LEWISTON – Phil Barr stayed out of the pool for 18 months recovering from a deadly Rhode Island nightclub fire that burned, then scarred his lungs.

He passed out on the floor of The Station minutes after Great White took the stage and the club went up in flames Feb. 21, 2003, in West Warwick. One hundred people died as a result of the fire, and more than 300, including Barr, were injured.

When Barr returned to the Bates College swim team in September 2004, he had missed two seasons. It was his senior year. He still wasn’t 100 percent.

He swam anyway.

On Friday, the NCAA gave Barr the 2005 male Sportsmanship Award for, among other things, determination.

“I did this for me, I came back,” he said Friday night. “I’m just honored having people think this highly of me.”

Barr, 23, has been a competitive swimmer for 14 years.
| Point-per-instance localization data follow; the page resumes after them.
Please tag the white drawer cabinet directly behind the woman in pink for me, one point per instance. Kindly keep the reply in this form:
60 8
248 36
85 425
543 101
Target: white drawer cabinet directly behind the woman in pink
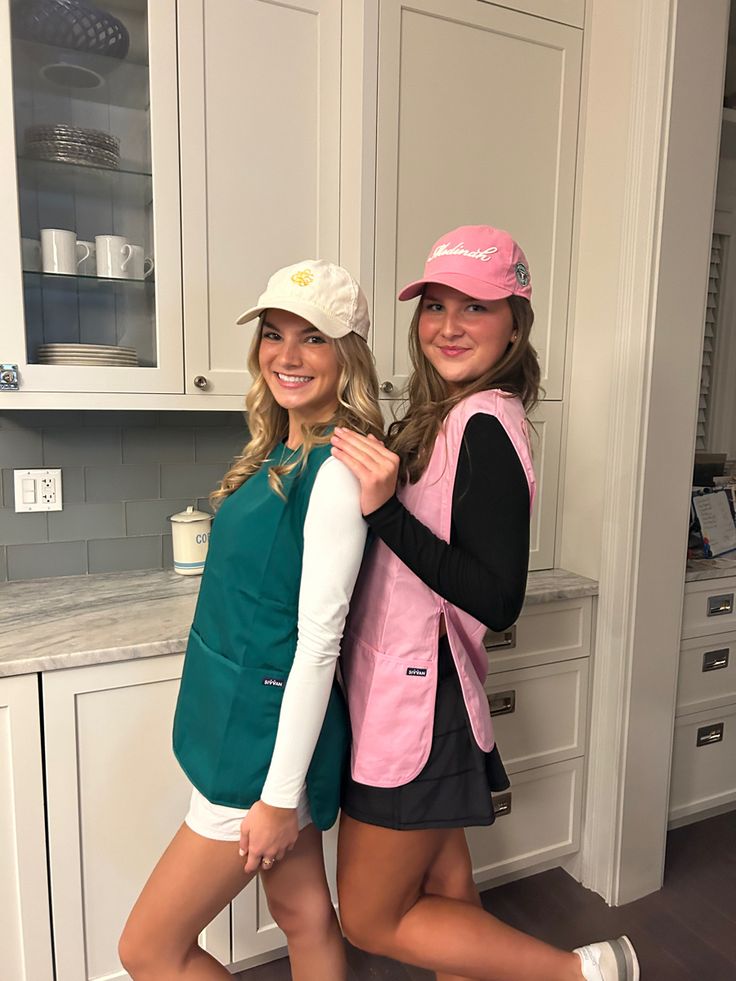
538 689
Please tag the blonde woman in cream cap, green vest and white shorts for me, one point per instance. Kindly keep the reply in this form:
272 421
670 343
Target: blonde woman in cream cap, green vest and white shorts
261 727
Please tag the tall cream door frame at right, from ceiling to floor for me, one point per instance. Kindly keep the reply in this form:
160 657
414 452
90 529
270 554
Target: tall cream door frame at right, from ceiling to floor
654 77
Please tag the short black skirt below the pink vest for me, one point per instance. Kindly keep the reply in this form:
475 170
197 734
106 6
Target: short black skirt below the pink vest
453 790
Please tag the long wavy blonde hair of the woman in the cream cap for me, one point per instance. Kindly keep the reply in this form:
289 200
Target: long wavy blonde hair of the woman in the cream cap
268 422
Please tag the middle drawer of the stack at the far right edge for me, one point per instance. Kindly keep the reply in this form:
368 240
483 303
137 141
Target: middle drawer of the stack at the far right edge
707 678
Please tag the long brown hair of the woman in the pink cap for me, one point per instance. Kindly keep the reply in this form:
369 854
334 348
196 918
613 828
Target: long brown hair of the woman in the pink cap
429 398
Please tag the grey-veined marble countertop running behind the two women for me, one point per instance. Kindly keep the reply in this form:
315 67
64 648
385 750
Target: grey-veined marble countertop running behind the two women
46 624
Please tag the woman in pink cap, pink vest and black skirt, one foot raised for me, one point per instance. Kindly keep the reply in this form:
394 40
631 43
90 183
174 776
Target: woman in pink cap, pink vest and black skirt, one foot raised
449 500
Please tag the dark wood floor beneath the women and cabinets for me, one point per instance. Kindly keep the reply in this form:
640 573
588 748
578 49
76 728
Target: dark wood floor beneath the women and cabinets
684 932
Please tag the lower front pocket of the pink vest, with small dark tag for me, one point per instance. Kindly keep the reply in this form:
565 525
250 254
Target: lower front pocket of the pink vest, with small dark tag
391 713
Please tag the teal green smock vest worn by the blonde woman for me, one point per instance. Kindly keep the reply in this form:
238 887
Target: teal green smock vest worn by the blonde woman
241 648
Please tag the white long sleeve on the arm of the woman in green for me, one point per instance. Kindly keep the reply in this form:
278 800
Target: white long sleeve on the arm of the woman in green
334 540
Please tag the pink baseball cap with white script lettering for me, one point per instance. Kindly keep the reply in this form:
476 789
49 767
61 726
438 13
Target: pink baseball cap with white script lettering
483 262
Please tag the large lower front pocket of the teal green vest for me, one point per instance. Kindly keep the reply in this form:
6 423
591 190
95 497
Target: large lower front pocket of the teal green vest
225 724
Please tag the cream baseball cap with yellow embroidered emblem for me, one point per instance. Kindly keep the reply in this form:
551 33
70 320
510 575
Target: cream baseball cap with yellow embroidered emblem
323 293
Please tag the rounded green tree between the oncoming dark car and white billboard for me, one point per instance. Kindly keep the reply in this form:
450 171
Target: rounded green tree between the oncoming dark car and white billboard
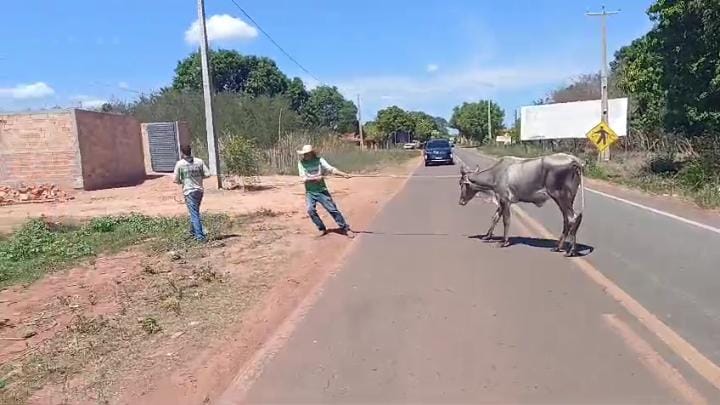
471 119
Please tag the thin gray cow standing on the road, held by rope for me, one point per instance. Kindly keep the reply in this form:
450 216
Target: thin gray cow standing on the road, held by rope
535 180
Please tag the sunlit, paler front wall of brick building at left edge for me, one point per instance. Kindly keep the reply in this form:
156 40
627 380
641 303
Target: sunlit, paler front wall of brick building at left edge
39 148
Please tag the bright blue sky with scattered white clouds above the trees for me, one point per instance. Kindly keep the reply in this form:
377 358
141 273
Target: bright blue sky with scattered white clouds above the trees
429 55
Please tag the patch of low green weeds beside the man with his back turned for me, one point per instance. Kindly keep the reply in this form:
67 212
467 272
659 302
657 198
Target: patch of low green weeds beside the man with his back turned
40 246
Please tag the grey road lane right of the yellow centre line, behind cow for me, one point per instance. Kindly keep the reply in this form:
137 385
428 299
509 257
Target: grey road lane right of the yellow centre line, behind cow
671 267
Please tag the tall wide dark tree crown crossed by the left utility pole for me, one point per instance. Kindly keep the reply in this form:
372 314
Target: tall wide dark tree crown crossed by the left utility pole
232 72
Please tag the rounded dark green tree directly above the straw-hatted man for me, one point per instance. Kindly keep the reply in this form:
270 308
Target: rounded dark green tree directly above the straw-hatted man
327 108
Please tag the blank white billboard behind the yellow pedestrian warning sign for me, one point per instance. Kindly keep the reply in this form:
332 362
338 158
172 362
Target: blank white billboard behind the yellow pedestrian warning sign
570 120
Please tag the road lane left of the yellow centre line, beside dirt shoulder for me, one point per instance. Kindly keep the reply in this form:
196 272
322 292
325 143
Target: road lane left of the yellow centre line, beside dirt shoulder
425 313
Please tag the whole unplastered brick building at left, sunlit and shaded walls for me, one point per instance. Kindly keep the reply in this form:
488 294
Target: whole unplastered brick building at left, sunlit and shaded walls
71 148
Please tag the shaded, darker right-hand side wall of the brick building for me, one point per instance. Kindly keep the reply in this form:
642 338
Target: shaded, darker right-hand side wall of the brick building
111 149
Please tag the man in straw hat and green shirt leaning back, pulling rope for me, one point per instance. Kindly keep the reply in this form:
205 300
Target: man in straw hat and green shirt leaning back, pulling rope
312 169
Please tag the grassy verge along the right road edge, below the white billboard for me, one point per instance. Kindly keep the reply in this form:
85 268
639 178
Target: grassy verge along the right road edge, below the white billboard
693 182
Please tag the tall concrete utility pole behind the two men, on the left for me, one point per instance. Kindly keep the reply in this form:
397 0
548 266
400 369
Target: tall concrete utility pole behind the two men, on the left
213 159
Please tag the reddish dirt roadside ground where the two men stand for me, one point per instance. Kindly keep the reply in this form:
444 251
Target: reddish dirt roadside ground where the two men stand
258 277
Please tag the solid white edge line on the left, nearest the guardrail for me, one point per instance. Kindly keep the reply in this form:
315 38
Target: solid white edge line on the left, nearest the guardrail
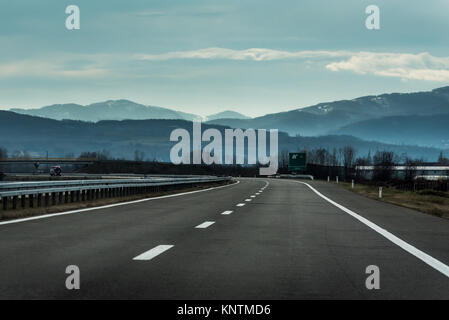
111 205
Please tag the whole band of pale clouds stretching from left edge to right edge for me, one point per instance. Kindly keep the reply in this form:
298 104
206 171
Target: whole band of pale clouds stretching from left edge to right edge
406 66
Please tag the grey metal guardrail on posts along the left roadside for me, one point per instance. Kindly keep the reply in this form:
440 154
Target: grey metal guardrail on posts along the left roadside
90 189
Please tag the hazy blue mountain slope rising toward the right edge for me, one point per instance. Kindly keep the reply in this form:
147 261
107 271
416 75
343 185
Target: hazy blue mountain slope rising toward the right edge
413 114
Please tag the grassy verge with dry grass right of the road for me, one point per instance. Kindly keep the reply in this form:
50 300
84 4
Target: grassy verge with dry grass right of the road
427 201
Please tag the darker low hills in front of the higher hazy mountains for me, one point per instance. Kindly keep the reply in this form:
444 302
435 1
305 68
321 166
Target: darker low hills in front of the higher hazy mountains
59 138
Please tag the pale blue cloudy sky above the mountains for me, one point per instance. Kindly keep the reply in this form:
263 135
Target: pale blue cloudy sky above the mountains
254 57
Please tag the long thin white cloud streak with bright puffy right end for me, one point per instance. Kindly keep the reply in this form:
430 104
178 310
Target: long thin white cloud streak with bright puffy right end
422 66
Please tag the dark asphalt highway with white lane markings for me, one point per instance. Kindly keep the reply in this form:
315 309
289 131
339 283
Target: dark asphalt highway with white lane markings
258 239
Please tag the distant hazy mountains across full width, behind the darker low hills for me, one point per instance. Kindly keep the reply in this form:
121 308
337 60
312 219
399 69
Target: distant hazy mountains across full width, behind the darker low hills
419 118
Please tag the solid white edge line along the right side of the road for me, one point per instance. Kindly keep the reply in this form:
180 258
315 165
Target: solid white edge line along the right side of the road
431 261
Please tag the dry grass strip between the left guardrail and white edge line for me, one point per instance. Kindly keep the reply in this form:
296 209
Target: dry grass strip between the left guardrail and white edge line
29 212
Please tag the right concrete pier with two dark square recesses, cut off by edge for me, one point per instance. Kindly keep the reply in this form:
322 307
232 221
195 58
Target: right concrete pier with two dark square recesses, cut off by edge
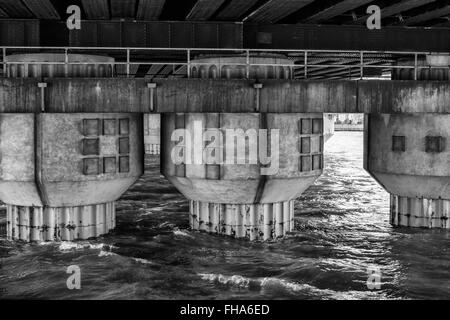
409 155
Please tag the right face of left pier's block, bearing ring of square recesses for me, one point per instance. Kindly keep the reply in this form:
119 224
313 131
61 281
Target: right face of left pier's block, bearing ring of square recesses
62 178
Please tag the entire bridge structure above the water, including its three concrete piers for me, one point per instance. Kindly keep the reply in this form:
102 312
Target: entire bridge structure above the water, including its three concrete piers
71 104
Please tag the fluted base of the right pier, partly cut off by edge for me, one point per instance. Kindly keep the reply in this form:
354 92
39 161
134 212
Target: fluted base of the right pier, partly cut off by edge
420 212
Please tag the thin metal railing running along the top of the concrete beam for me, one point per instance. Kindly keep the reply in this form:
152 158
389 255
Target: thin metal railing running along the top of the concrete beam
305 63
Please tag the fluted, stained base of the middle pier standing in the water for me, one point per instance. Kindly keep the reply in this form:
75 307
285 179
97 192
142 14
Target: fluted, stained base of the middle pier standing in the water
251 221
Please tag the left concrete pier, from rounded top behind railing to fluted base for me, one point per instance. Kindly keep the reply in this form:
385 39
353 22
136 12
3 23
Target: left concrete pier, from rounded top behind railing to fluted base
60 174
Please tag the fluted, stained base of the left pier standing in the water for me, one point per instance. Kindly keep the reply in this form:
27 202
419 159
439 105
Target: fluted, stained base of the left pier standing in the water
60 224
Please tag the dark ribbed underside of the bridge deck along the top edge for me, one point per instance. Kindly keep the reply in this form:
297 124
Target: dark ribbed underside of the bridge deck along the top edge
430 13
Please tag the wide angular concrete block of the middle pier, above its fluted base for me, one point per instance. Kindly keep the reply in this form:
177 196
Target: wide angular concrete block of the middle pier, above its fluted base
243 183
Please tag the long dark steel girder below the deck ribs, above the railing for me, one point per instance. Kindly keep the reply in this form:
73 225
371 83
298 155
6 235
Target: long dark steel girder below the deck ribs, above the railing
184 34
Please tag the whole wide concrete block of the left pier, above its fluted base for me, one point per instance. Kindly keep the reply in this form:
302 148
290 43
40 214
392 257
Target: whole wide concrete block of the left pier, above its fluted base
42 160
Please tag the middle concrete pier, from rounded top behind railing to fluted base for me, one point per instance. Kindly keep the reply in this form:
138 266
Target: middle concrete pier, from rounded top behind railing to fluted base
242 172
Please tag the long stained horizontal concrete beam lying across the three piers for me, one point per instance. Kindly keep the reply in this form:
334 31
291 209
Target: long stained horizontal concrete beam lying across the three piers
234 96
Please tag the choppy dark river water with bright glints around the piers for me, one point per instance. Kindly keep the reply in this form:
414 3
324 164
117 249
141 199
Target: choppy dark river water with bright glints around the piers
342 228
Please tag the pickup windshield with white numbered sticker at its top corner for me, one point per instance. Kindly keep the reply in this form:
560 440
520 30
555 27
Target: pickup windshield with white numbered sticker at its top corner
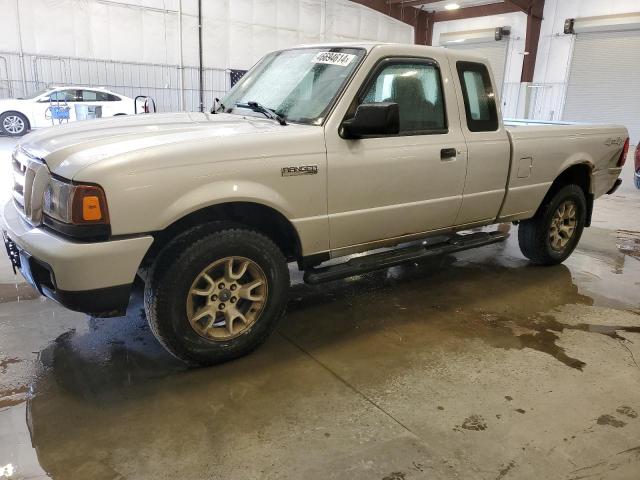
299 84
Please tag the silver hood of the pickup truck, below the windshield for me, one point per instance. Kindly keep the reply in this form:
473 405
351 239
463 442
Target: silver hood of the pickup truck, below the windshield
68 148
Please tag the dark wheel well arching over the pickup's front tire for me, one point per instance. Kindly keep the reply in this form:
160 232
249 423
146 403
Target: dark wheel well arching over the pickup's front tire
264 219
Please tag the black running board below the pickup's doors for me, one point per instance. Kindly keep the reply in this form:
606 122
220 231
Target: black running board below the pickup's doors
386 259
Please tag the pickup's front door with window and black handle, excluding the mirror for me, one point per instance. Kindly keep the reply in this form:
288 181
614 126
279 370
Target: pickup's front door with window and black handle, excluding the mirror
393 186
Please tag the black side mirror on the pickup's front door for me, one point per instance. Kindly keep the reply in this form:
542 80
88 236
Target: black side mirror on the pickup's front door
373 119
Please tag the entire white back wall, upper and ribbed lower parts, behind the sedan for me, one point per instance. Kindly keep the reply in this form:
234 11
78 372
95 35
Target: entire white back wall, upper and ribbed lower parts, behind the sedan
136 46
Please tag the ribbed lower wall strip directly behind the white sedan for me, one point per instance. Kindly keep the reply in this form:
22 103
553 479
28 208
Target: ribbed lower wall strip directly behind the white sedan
172 87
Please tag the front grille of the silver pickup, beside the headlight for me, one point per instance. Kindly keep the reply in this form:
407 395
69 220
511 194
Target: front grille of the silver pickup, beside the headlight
30 175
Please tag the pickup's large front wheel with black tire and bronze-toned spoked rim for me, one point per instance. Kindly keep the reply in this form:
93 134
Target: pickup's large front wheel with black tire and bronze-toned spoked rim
177 273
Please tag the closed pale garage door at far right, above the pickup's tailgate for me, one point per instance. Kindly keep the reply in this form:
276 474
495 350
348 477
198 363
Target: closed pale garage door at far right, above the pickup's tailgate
604 80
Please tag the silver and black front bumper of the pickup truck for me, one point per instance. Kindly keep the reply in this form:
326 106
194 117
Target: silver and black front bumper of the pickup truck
94 278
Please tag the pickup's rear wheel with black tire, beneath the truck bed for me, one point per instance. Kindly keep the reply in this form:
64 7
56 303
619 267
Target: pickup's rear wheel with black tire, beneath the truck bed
536 237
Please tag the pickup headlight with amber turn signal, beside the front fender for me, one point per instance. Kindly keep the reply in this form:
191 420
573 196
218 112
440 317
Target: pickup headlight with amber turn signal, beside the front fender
77 210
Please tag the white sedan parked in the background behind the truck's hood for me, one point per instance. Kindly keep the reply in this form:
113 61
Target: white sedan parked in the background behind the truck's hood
58 105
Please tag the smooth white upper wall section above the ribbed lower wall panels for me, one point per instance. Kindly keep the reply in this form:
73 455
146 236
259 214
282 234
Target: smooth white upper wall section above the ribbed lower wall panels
236 32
After the fire, he switched to shorter butterfly and freestyle distances. He didn’t have the endurance. He said he had to learn to keep his breathing slow.

Otherwise, “There’s just a real searing pain to it,” Barr said, like trying to take a deep breath of ammonia.

After the fire he was put in a 21-day drug-induced coma to start to heal. The first message he wrote to his father said, “I hope to make progress every day.” Then he tried to live up to that.

Last February, Barr got pneumonia the week of New England Small College Athletic Conference finals.

“(My doctor) propped me up on some antibiotic and said go for it,” he said. “It was an immense pride that I had fought back doing something I had loved to do my entire life.”

He was one of Bates Coach Dana Mulholland’s two swim team recruits in the fall of 2000.

In a release announcing the award, Mulholland called Barr “a teammate, confidant, leader and role model.”

“I have seen courage, compassion, selflessness and determination displayed in many ways over the years, but never more than what Phil Barr displayed at Bates,” he said.

Barr is now an investment banker for JP Morgan in New York City. He and his mother started the Station Family Fund to raise money for victims of the fire.